Giulia Andreani : les visages de la mémoire

Le bleu est la plus belle des couleurs : c’est elle qu’a choisie la mémoire, dans ses argentiques ; c’est elle qu’a élue la jeune peintre Giulia Andreani, dans ses toiles qui se souviennent. Dès l’entrée de cet ancien commissariat qui lui sert d’atelier à Montrouge, une « maison de sorcière » entre deux cités, on est saisi  : l’histoire est le coeur battant de son art déjà si mûr (la vive italienne approche à peine les 30 ans). Guerre froide ou Résistance, elle s’empare des photographies qui constituent notre inconscient collectif, et surtout de celles que les greniers cachent, pour en faire peinture. Mais pas d’histoire, elle exècre le qualificatif : « je travaille sur les visages de la mémoire, préfère-t-elle dire. Quand je peins des visages de jeunes dictateurs (d’avant les visages qu’on leur connaît, NDLR), c’est une façon de m’approprier de manière très subjective cette histoire qui est aussi la mienne, de m’y confronter ».

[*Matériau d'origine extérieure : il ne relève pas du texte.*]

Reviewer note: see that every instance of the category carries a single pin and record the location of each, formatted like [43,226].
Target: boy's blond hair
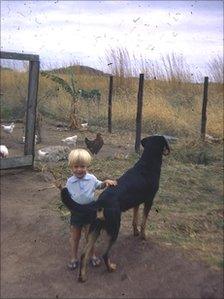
[79,156]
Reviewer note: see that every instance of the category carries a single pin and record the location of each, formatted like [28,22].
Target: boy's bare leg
[75,235]
[94,258]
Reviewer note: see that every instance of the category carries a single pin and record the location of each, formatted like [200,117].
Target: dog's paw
[143,236]
[112,267]
[136,232]
[82,278]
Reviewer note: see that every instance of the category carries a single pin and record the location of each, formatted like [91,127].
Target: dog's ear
[143,141]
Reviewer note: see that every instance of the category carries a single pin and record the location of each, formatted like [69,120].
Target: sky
[63,32]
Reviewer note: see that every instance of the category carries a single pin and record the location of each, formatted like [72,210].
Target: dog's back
[141,182]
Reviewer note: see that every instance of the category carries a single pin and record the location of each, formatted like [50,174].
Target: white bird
[36,139]
[84,125]
[8,129]
[42,153]
[70,140]
[3,151]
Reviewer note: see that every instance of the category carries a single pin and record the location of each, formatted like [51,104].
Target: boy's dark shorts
[79,220]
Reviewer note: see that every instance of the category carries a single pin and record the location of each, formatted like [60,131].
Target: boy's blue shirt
[82,190]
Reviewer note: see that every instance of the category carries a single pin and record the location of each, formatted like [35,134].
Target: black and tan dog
[136,186]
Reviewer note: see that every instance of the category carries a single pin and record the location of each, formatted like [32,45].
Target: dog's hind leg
[135,221]
[147,208]
[93,234]
[111,267]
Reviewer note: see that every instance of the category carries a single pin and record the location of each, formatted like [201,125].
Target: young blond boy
[81,187]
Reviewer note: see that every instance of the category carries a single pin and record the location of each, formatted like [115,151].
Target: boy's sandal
[73,265]
[95,261]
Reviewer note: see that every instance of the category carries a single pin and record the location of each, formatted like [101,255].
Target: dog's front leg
[91,239]
[135,221]
[111,267]
[147,208]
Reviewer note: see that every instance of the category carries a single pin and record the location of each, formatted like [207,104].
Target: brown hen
[94,145]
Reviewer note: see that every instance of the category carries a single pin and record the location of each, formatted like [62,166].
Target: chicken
[42,154]
[84,125]
[70,140]
[8,128]
[94,145]
[3,151]
[36,139]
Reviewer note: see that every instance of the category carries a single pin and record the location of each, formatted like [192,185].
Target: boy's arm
[74,206]
[108,183]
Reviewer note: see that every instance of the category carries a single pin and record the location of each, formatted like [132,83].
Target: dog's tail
[112,222]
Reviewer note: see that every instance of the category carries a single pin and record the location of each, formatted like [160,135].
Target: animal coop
[33,77]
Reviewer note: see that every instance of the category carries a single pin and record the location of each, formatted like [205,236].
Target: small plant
[71,90]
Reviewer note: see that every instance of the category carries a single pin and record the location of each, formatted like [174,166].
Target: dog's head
[156,145]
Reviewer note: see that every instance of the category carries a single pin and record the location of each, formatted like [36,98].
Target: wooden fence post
[110,104]
[139,114]
[204,105]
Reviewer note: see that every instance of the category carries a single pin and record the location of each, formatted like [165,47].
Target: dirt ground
[34,251]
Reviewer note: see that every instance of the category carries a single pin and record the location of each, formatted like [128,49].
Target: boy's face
[79,170]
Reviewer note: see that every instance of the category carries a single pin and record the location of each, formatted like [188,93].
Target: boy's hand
[110,183]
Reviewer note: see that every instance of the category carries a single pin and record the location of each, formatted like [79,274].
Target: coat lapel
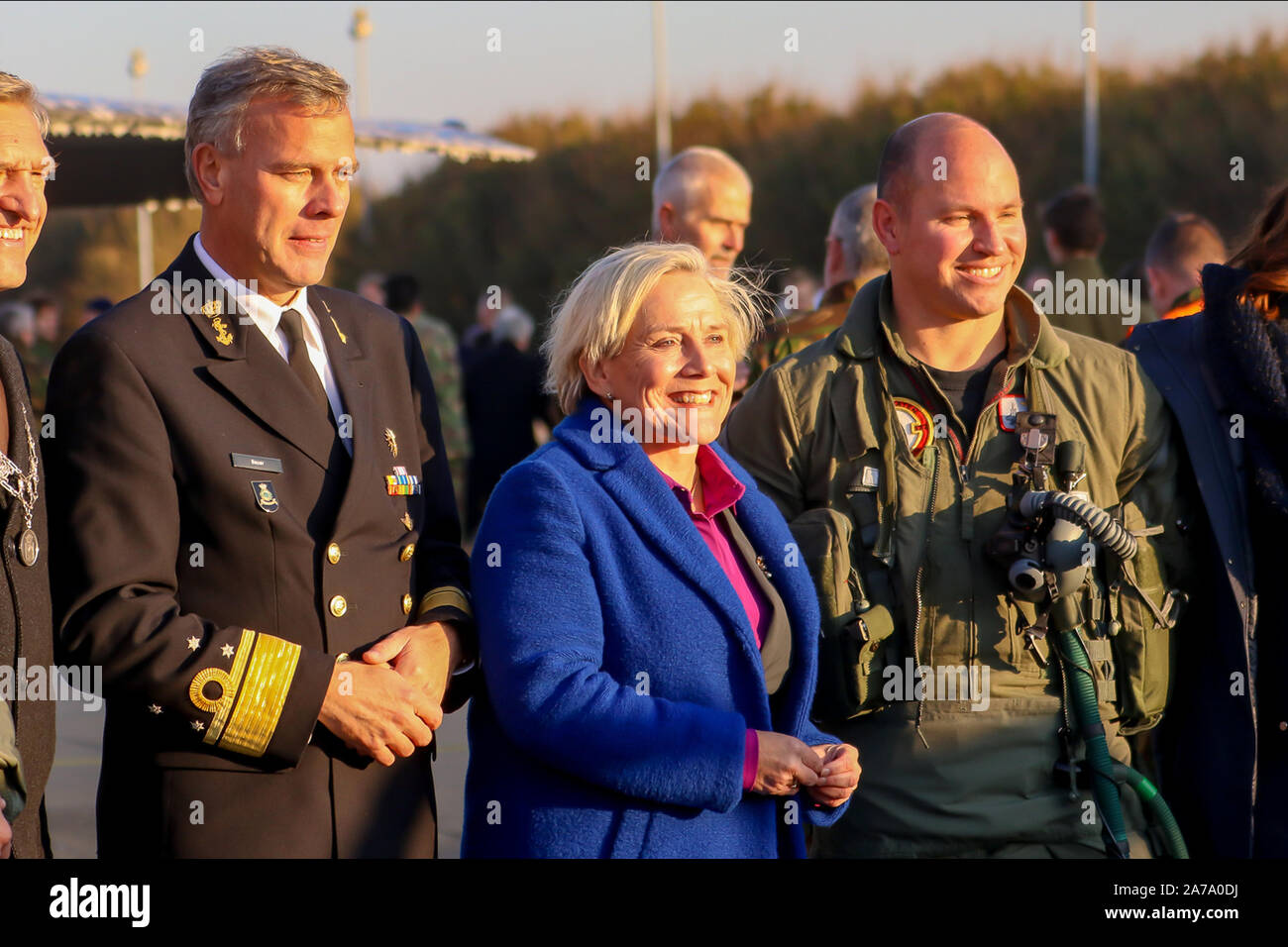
[355,377]
[243,361]
[631,479]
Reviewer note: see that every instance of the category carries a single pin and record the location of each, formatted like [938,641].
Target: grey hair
[851,224]
[683,179]
[217,114]
[20,90]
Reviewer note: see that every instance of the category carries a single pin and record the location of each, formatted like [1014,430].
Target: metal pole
[661,94]
[143,218]
[1090,97]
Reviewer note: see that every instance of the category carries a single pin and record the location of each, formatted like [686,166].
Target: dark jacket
[502,397]
[26,628]
[1210,738]
[218,549]
[621,669]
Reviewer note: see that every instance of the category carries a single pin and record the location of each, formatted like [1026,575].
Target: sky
[432,60]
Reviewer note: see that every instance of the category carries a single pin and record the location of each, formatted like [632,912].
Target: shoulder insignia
[1009,410]
[914,423]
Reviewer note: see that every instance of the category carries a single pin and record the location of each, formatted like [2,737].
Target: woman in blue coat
[647,630]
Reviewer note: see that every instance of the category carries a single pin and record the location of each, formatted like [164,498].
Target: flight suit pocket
[854,628]
[1141,620]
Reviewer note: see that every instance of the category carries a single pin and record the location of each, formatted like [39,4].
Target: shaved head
[949,215]
[910,154]
[703,197]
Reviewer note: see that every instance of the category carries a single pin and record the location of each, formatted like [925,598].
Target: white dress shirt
[267,317]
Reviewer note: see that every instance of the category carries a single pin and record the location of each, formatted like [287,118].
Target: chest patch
[915,424]
[1009,410]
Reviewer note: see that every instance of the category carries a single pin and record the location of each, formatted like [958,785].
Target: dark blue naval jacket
[621,669]
[1210,741]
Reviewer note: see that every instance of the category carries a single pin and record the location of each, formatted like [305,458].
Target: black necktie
[299,360]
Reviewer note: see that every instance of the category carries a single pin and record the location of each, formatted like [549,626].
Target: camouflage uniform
[438,343]
[823,436]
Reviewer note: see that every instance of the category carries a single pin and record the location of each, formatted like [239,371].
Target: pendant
[29,548]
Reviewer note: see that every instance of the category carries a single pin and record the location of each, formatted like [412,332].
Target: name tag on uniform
[250,462]
[402,483]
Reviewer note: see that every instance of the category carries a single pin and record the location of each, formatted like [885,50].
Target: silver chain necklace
[25,488]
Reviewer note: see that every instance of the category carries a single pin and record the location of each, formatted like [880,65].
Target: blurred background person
[1176,253]
[702,197]
[18,325]
[853,257]
[477,338]
[649,665]
[1073,230]
[372,286]
[503,398]
[400,292]
[1224,372]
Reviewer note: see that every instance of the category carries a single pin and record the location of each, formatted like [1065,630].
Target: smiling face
[956,245]
[273,213]
[24,167]
[679,361]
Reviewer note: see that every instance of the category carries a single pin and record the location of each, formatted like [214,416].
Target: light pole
[137,69]
[1090,95]
[661,94]
[360,30]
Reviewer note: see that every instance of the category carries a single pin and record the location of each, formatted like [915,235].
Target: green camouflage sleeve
[12,788]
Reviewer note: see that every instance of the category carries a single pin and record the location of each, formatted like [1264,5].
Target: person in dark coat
[1224,372]
[259,541]
[503,394]
[26,629]
[647,633]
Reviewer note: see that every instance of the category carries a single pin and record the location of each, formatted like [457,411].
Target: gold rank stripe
[262,696]
[226,701]
[445,595]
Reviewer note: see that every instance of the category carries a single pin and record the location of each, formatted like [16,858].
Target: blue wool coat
[621,669]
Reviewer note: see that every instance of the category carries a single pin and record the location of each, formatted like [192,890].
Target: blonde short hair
[686,178]
[217,114]
[24,93]
[595,316]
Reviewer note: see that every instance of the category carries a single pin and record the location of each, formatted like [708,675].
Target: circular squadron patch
[915,424]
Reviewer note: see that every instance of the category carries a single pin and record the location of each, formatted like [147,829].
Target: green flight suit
[822,431]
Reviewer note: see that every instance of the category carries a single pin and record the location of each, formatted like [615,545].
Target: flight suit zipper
[915,586]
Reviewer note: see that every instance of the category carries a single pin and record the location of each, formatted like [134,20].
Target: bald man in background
[1176,253]
[703,197]
[26,618]
[889,447]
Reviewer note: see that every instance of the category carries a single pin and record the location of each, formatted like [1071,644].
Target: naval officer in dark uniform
[259,539]
[26,635]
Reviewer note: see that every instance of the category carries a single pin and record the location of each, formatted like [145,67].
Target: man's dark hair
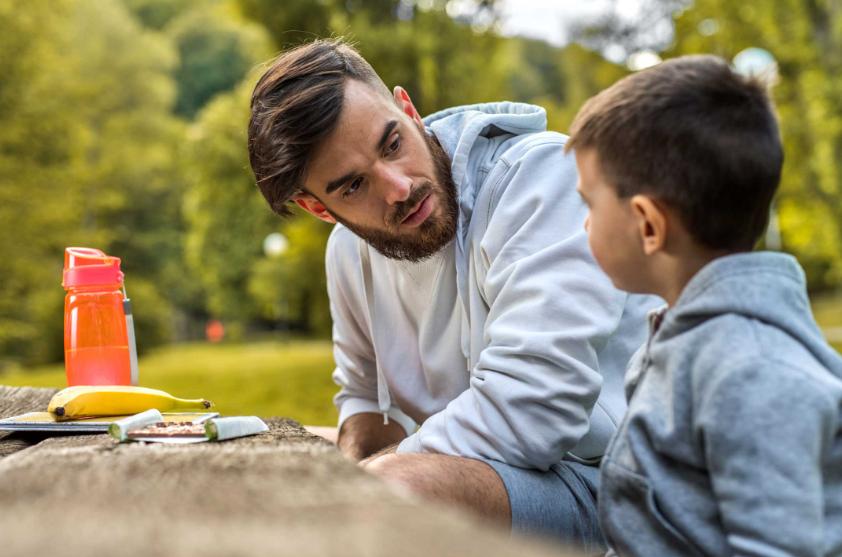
[295,105]
[695,135]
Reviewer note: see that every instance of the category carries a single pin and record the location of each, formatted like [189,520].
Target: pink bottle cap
[90,267]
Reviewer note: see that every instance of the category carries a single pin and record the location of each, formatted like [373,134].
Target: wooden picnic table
[285,492]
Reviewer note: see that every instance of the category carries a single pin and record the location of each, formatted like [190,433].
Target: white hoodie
[509,344]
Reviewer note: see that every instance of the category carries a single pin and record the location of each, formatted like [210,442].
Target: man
[463,294]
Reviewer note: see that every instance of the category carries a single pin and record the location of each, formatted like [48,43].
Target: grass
[290,379]
[828,313]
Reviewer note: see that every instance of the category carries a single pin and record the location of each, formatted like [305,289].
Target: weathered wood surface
[282,493]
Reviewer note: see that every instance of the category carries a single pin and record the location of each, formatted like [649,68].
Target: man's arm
[364,434]
[550,309]
[361,428]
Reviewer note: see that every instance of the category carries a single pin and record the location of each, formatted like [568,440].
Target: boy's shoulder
[747,358]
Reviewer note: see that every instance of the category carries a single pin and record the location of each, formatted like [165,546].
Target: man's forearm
[364,434]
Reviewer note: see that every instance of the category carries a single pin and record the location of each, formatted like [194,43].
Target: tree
[805,37]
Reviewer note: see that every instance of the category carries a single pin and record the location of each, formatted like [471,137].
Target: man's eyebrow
[334,185]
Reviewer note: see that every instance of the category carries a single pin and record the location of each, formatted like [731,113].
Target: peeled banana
[117,400]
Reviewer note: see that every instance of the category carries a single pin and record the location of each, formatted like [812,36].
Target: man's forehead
[367,115]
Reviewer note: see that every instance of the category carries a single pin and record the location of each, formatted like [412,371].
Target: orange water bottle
[96,339]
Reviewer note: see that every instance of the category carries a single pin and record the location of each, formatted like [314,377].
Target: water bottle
[98,336]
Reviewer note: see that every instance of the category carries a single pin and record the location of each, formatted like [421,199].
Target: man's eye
[352,187]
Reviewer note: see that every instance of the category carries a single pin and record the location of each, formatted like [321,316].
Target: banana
[116,400]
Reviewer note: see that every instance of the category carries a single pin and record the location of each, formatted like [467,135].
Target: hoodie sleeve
[353,352]
[765,427]
[550,310]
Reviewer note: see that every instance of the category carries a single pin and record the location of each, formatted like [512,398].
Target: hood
[766,286]
[463,132]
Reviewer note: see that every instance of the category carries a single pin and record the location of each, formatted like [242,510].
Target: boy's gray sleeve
[550,309]
[353,353]
[765,427]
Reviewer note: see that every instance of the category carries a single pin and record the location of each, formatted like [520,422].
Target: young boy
[732,444]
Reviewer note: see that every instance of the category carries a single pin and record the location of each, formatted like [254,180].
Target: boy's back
[732,444]
[733,439]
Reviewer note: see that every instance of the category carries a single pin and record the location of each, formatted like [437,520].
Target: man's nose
[394,184]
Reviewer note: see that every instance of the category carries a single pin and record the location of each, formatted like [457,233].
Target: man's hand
[391,449]
[364,434]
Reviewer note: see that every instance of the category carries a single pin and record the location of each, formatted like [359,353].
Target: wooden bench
[285,492]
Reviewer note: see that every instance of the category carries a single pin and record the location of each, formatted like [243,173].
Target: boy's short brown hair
[695,135]
[295,105]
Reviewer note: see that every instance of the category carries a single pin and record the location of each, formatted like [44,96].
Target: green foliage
[215,53]
[123,127]
[228,219]
[805,38]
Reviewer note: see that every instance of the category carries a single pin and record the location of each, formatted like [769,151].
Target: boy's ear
[405,104]
[651,223]
[313,206]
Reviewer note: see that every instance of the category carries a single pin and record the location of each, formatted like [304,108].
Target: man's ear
[313,206]
[405,104]
[651,223]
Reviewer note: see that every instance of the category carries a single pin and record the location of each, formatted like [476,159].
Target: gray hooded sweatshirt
[732,444]
[510,344]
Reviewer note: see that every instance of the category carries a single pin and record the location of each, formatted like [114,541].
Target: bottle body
[96,346]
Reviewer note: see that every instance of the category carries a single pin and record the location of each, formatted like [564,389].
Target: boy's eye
[352,187]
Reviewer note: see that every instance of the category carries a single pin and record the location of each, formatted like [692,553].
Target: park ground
[275,378]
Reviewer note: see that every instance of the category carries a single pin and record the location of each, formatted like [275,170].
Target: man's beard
[431,235]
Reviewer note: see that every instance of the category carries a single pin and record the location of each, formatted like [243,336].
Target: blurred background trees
[123,127]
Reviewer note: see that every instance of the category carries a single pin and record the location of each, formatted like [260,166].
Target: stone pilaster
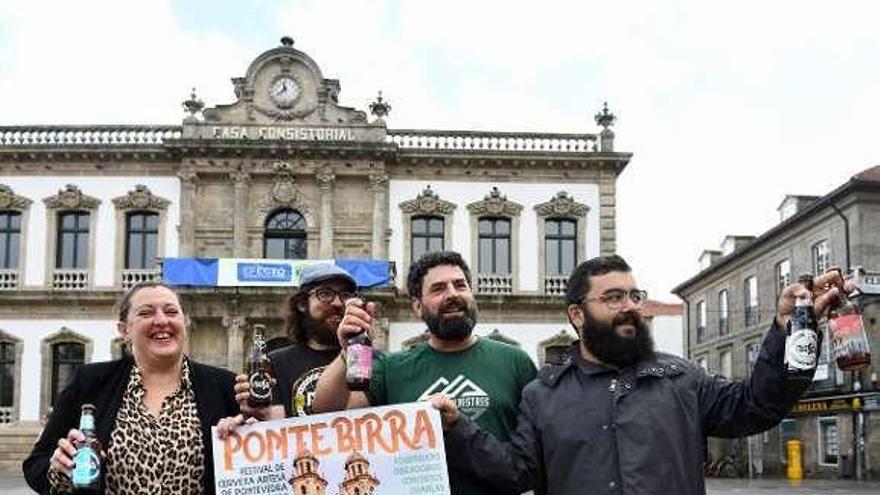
[326,181]
[607,206]
[188,184]
[239,222]
[235,327]
[379,188]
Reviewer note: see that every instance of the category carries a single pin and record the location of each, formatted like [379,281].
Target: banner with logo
[242,272]
[393,449]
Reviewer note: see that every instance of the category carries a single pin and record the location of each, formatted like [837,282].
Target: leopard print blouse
[148,454]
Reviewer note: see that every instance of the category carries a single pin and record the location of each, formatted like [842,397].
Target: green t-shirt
[485,380]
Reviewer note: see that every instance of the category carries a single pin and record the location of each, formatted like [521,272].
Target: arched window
[141,239]
[285,236]
[560,246]
[494,245]
[427,235]
[66,358]
[73,240]
[10,239]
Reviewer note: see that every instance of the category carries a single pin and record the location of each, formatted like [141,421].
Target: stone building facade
[731,302]
[283,171]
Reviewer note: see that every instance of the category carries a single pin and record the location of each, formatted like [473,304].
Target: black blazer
[103,385]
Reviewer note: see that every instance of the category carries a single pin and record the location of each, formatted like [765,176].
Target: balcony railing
[132,276]
[493,141]
[9,279]
[555,285]
[494,283]
[79,135]
[70,279]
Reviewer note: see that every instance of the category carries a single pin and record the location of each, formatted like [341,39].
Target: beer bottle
[359,362]
[802,337]
[86,474]
[849,342]
[259,371]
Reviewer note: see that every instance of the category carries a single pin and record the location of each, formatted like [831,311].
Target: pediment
[284,85]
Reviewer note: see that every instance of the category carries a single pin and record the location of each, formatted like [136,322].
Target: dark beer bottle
[86,474]
[259,371]
[849,342]
[802,336]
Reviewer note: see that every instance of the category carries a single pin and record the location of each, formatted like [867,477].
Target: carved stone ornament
[378,180]
[71,198]
[495,204]
[325,177]
[427,203]
[562,205]
[141,198]
[285,191]
[11,201]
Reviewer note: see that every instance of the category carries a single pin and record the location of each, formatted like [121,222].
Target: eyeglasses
[615,298]
[326,295]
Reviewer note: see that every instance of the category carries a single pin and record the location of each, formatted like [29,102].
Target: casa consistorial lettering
[285,133]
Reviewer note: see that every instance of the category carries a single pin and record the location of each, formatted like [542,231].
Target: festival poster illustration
[394,450]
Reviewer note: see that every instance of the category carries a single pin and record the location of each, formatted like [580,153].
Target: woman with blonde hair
[153,409]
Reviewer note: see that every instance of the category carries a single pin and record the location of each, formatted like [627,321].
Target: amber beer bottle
[86,474]
[259,371]
[849,342]
[802,336]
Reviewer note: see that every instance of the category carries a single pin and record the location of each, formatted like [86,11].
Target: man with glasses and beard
[483,378]
[312,314]
[618,417]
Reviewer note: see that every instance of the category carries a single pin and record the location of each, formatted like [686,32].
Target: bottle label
[86,467]
[261,386]
[86,422]
[848,336]
[800,350]
[359,362]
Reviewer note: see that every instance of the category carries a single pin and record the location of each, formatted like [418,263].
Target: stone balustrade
[9,279]
[495,283]
[70,279]
[132,276]
[84,135]
[510,142]
[555,285]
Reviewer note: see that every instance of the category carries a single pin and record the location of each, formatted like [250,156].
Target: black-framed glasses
[326,295]
[615,298]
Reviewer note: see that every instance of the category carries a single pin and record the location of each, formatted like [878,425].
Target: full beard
[452,328]
[603,341]
[320,332]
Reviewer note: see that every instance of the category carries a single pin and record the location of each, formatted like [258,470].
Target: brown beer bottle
[259,371]
[849,342]
[86,474]
[802,337]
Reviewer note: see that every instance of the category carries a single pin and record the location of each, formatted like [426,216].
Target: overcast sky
[726,107]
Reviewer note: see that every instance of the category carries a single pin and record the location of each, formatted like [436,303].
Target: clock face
[284,91]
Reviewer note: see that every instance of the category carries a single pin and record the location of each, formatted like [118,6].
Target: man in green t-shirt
[485,378]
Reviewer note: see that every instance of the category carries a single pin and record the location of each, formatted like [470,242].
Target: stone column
[326,181]
[379,188]
[235,328]
[239,219]
[188,184]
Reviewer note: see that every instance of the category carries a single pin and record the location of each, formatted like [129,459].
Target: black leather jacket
[586,428]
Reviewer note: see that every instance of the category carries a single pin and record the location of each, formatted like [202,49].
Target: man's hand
[358,318]
[448,410]
[826,290]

Casque de cheveux et regard raffiné, son Ceaușescu gamin ne ressemble-t-il pas à Kafka ? « Cette image très séduisante est ma manière d’inciter à se méfier de la prétendue objectivité de l’image », répond-elle. Même démarche quand elle investit les clichés de dignitaires nazis saisis par l’objectif dans le calme du repos familial. Goebbels et autres monstres, les voilà pères parfaits, maris aimants. Sauf que Giulia Andreani introduit dans ses images ce trouble qu’en digne germanophile, elle appelle « Unheimlich ». Cette inquiétante étrangeté, banalité du mal qu’elle souligne de son pinceau bleu délavé, qui révèle autant qu’il efface ? « L’horreur dans sa dimension affective ».

Souvent, chez elle, des visages entiers disparaissent, pour n’être plus qu’ovales. D’autres surgissent, celui de cette passionaria yougoslave qui résista en France, s’enfonça dans l’oubli avant que la jeune artiste ne la retrouve dans les archives du musée de la Résistance de Champigny-sur-Marne. « J’aime aller fouiller dans les archives marginales, privées ou publiques, trouver des images pas encore numérisées que je peux révéler par mon travail d’imbécile rétinienne », explique-t-elle. En étudiant, à son arrivée en France en 2008, l’école de peinture de Leipzig, elle a tout compris des entregents de l’image de propagande, elle saisit la complexité de la figuration contemporaine. Et elle a appris à résister à ces professeurs qui traitaient la figuration de « mauvaise marchandise ». Très rapidement, elle s’est détachée de la « peinture peinture qui se revendique comme un monolithe dans les arts plastiques », après avoir « mangé pendant des années du Bellini » durant sa formation assez académique aux Beaux-arts de Venise.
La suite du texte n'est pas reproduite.